Le laboratoire Biosphère 2 à l’Université d’Arizona étudie l’impact du changement climatique sur les forêts tropicales

Biosphère 2, situé à Tucson en Arizona, fait partie de la University of Arizona depuis 2011, et permet de faire le lien entre les expériences en laboratoire et les observations du changement climatique dans le monde réel. Sa mission est de servir de centre de recherche, de sensibilisation et d’enseignement sur les enjeux de la planète Terre, ses écosystèmes vivants et sa place dans l’univers.

Les installations Biosphère 2 sont constituées de plusieurs bâtiments étanches en surpression situés sur un terrain de 1,4 ha dans le désert de Sonora ; les surfaces vitrées et l’architecture futuriste en font un lieu tout à fait exceptionnel. Cinq biomes ont été conçus pour simuler différents milieux, dont l’un reproduit une forêt tropicale (sur 1900 m2). Grâce à ce terrain d’expérimentation exceptionnel, une récente étude publiée dans la revue Nature Plants suggère que les forêts tropicales pourraient être plus résistantes aux augmentations de température prévues dans le cadre du changement climatique mondial qu’on ne le pensait auparavant.

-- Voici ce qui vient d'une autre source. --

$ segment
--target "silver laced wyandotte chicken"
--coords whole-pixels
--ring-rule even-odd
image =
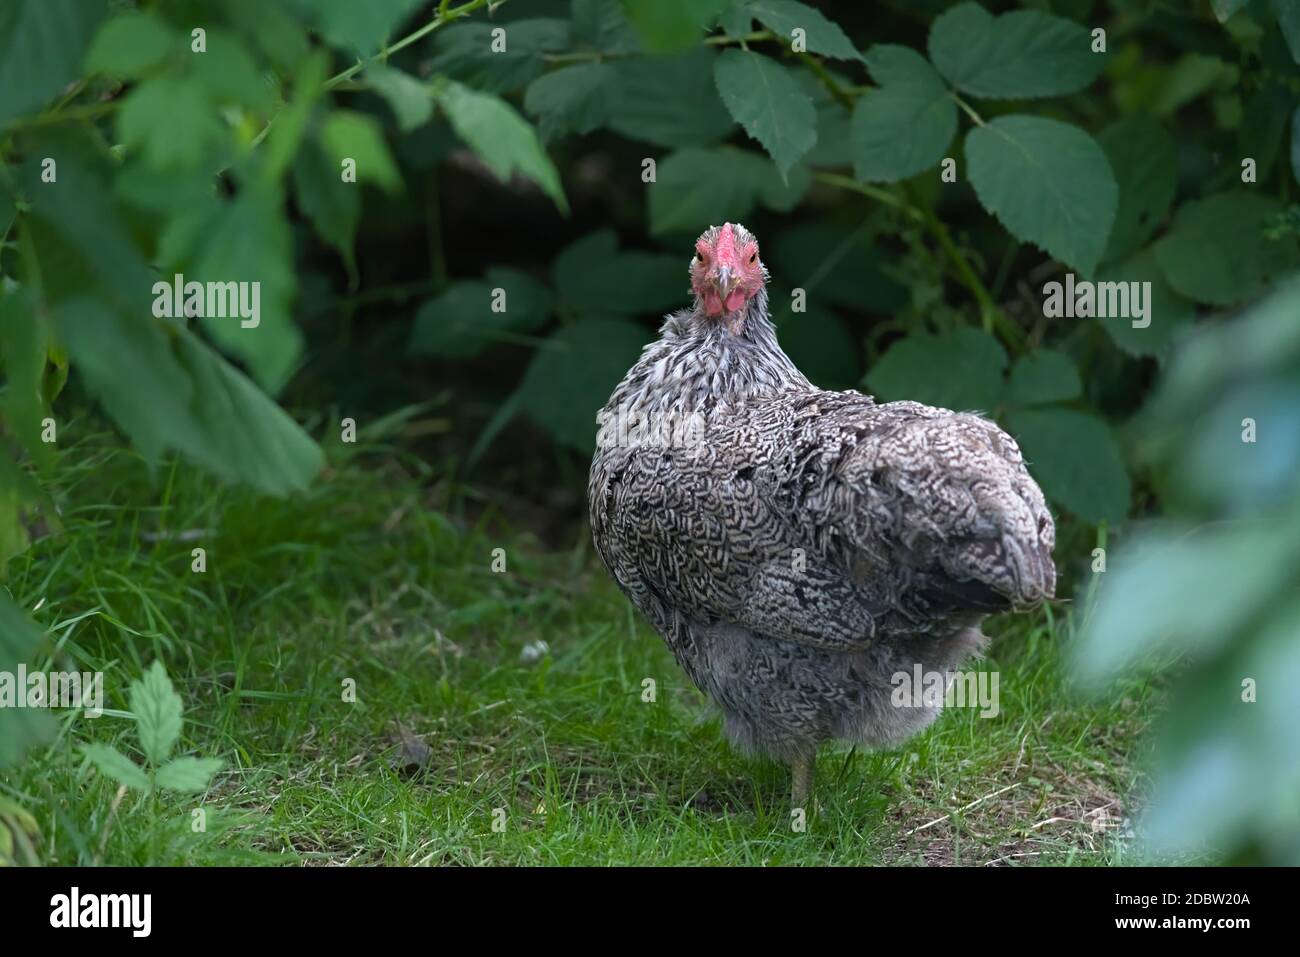
[[[895,675],[946,678],[987,614],[1052,597],[1055,527],[987,419],[813,386],[743,226],[708,229],[690,279],[694,305],[598,416],[592,536],[728,738],[788,764],[802,807],[818,745],[888,746],[938,716],[933,695],[896,706]]]

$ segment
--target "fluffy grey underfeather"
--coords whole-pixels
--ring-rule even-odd
[[[985,614],[1053,593],[1055,530],[1015,441],[978,415],[815,388],[765,293],[730,321],[698,302],[669,316],[603,410],[620,412],[703,425],[686,447],[599,448],[592,536],[746,751],[921,730],[939,706],[894,707],[891,677],[951,671]]]

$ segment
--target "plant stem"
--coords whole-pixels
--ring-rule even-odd
[[[980,116],[978,113],[975,112],[975,107],[971,106],[960,96],[958,96],[954,90],[949,90],[948,95],[953,98],[953,101],[958,106],[960,106],[962,108],[962,111],[965,112],[965,114],[969,116],[972,120],[974,120],[977,125],[979,126],[984,125],[984,117]]]

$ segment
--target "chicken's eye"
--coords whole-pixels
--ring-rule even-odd
[[[756,262],[758,262],[758,253],[754,253],[752,256],[749,257],[749,264],[751,266],[754,265],[754,263]]]
[[[696,250],[696,251],[695,251],[695,261],[696,261],[697,263],[702,263],[702,262],[704,262],[704,253],[700,252],[699,250]]]

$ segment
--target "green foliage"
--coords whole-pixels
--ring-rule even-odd
[[[724,50],[713,68],[722,102],[763,144],[782,178],[817,142],[816,112],[790,72],[769,57]]]
[[[909,47],[877,44],[867,66],[880,90],[853,108],[853,172],[893,183],[934,166],[957,132],[957,104],[928,60]]]

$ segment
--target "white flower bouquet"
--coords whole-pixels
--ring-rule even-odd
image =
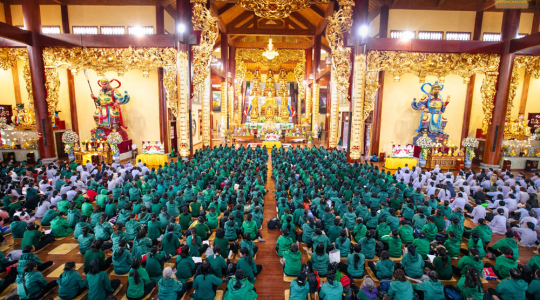
[[[461,145],[465,148],[475,149],[478,148],[478,139],[474,137],[466,137],[461,141]]]
[[[111,150],[113,154],[116,154],[118,152],[118,144],[122,143],[122,136],[118,132],[111,132],[109,136],[107,137],[107,143],[111,145]]]
[[[71,154],[75,148],[75,144],[79,142],[79,135],[71,130],[68,130],[62,134],[62,142],[64,143],[64,151],[67,154]]]

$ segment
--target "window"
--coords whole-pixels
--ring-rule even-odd
[[[41,26],[43,34],[60,34],[60,26]]]
[[[419,31],[418,38],[421,40],[442,40],[443,31]]]
[[[518,33],[518,35],[516,36],[516,39],[520,39],[520,38],[525,37],[527,35],[528,34],[526,34],[526,33]]]
[[[470,41],[470,32],[446,32],[446,39],[449,41]]]
[[[73,34],[98,34],[97,26],[73,26]]]
[[[393,39],[414,39],[416,31],[408,30],[392,30],[390,31],[390,38]]]
[[[153,26],[129,26],[129,34],[144,35],[144,34],[154,34]]]
[[[19,29],[22,29],[22,30],[26,30],[26,28],[24,27],[24,25],[17,25],[17,26],[15,26],[15,27],[17,27],[17,28],[19,28]]]
[[[484,32],[482,40],[485,42],[499,42],[501,40],[501,34]]]
[[[101,34],[126,34],[124,26],[101,26]]]

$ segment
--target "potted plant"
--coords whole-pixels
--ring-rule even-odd
[[[79,136],[74,131],[67,130],[62,134],[62,142],[64,142],[64,151],[68,154],[69,161],[74,161],[75,154],[73,153],[73,149],[75,148],[75,144],[79,142]]]
[[[465,148],[465,168],[470,168],[474,158],[474,149],[478,148],[478,140],[474,137],[466,137],[461,141]]]
[[[427,156],[429,152],[429,148],[433,146],[433,141],[427,134],[424,133],[423,136],[419,137],[418,140],[416,140],[416,145],[422,150],[420,150],[420,157],[418,158],[418,163],[421,168],[426,166]]]

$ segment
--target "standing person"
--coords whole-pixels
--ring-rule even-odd
[[[392,299],[399,298],[400,300],[413,300],[412,284],[407,281],[405,272],[402,269],[397,269],[394,272],[394,280],[390,282],[388,295],[392,297]]]
[[[497,296],[502,300],[525,300],[527,292],[527,282],[521,279],[521,272],[510,269],[510,278],[501,280],[496,289],[488,289],[491,297]]]
[[[484,299],[484,287],[480,279],[480,272],[476,268],[469,268],[467,274],[459,279],[456,287],[464,299]]]
[[[291,281],[289,300],[305,300],[309,293],[309,284],[307,284],[306,274],[298,273],[296,279]]]
[[[364,282],[362,282],[362,286],[360,287],[360,291],[358,292],[357,297],[359,300],[377,299],[377,288],[375,287],[373,279],[369,277],[364,279]]]
[[[96,259],[90,263],[86,284],[88,285],[87,300],[103,300],[118,289],[120,279],[110,280],[109,275],[101,270],[101,263]]]
[[[419,294],[420,300],[444,300],[444,287],[439,281],[437,272],[428,272],[429,280],[413,284],[413,289]]]

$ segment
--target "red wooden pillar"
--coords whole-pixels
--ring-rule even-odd
[[[156,5],[156,34],[165,34],[165,8]],[[158,99],[159,99],[159,138],[165,147],[165,152],[171,151],[169,140],[169,109],[167,106],[167,94],[163,86],[163,68],[158,68]]]
[[[226,101],[229,101],[229,41],[227,33],[221,32],[221,65],[223,66],[223,77],[225,77],[223,80],[227,84],[227,89],[225,91],[221,91],[221,93],[227,93],[225,95]],[[223,98],[222,98],[223,99]],[[229,103],[227,102],[227,110],[229,109]],[[229,128],[229,115],[227,114],[227,111],[223,111],[223,103],[221,103],[221,115],[225,114],[225,117],[227,119],[226,125],[227,128],[221,128],[222,131],[225,131]]]
[[[311,70],[311,74],[313,74],[312,86],[315,86],[315,84],[319,83],[319,80],[317,79],[317,74],[319,72],[319,66],[321,65],[321,43],[322,43],[322,36],[316,35],[313,38],[313,65],[312,65],[312,70]],[[330,55],[330,53],[328,53],[328,55]],[[312,96],[315,96],[315,95],[312,95]],[[319,100],[317,99],[317,101]],[[326,116],[325,116],[325,120],[326,120]],[[311,124],[312,124],[311,125],[312,128],[313,128],[313,124],[317,124],[317,127],[316,127],[317,130],[323,130],[322,128],[319,128],[320,124],[319,124],[318,118],[317,120],[313,120]],[[325,121],[325,124],[326,124],[326,121]],[[316,134],[315,136],[318,138],[319,135]]]
[[[508,94],[512,68],[514,66],[515,53],[510,52],[510,41],[517,36],[519,28],[519,9],[504,11],[501,29],[502,53],[499,66],[499,78],[497,80],[497,94],[495,95],[493,118],[486,134],[486,148],[484,150],[484,167],[498,167],[501,156],[501,146],[504,134],[504,122],[508,107]]]
[[[32,32],[32,46],[27,46],[30,75],[32,77],[32,92],[34,94],[34,109],[36,112],[36,129],[38,132],[38,147],[41,158],[56,158],[54,136],[51,119],[47,107],[47,91],[45,90],[45,65],[41,47],[41,15],[38,0],[23,0],[24,27]]]

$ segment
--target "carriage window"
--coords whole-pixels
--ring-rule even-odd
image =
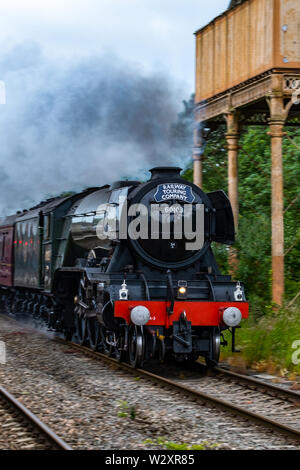
[[[2,250],[1,250],[1,259],[5,257],[5,235],[2,237]]]
[[[48,240],[51,235],[51,214],[44,216],[44,240]]]
[[[0,260],[5,260],[5,240],[6,240],[6,233],[1,233],[0,235]]]

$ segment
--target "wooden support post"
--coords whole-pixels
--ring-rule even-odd
[[[202,172],[202,158],[204,152],[204,138],[202,133],[202,125],[197,124],[194,129],[194,148],[193,148],[193,161],[194,161],[194,184],[202,188],[203,186],[203,172]]]
[[[239,150],[239,114],[236,111],[226,115],[227,149],[228,149],[228,197],[231,202],[235,232],[239,226],[239,193],[238,193],[238,150]],[[231,275],[238,268],[238,256],[234,247],[229,250],[229,267]]]
[[[285,106],[283,99],[283,78],[272,76],[272,91],[267,97],[270,108],[271,136],[271,183],[272,183],[272,299],[282,305],[284,296],[284,199],[282,139],[283,127],[292,106],[292,100]]]
[[[284,295],[284,219],[282,138],[284,121],[270,119],[272,158],[272,299],[282,305]]]
[[[194,184],[202,188],[203,173],[202,173],[202,157],[201,155],[193,155],[194,160]]]
[[[228,196],[232,205],[235,231],[239,225],[238,195],[238,150],[239,150],[239,115],[232,112],[226,115],[228,148]]]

Selon les auteurs – une équipe internationale dirigée par des scientifiques du Department of Ecology and Evolutionary Biology de la University of Arizona, les études conduites avec Biosphère 2 pourraient contribuer à l’amélioration des modèles de prévision climatique .

Si les biologistes connnaissent depuis longtemps la photosynthèse, par contre la diminution, à un certain seuil de température, de la capacité des plantes à transformer le dioxyde de carbone et l’eau en biomolécules, en utilisant l’énergie du soleil, n’a pas encore d’explication. Les chercheurs ont comparé les données recueillies à Biosphère 2  avec des mesures réalisées sur les sites naturels de la forêt tropicale, au Mexique et en Amazonie Brésilienne. La forêt tropicale de Biosphère 2 est probablement la plus chaude du monde, car enfermée sous un dôme de verre. Les températures peuvent atteindre 40 degrés Celsius, soit environ 6 degrés Celsius de plus que les températures maximales actuelles des forêts tropicales naturelles, et dans la fourchette des températures possibles en 2100, en fonction de l’éfficacité des mesures limitant le changement climatique. Malgré cette température très élevée dans la forêt tropicale de Biosphère 2, l’activité de photosynthèse des plantes ne diminue pas drastiquement comme anticipé.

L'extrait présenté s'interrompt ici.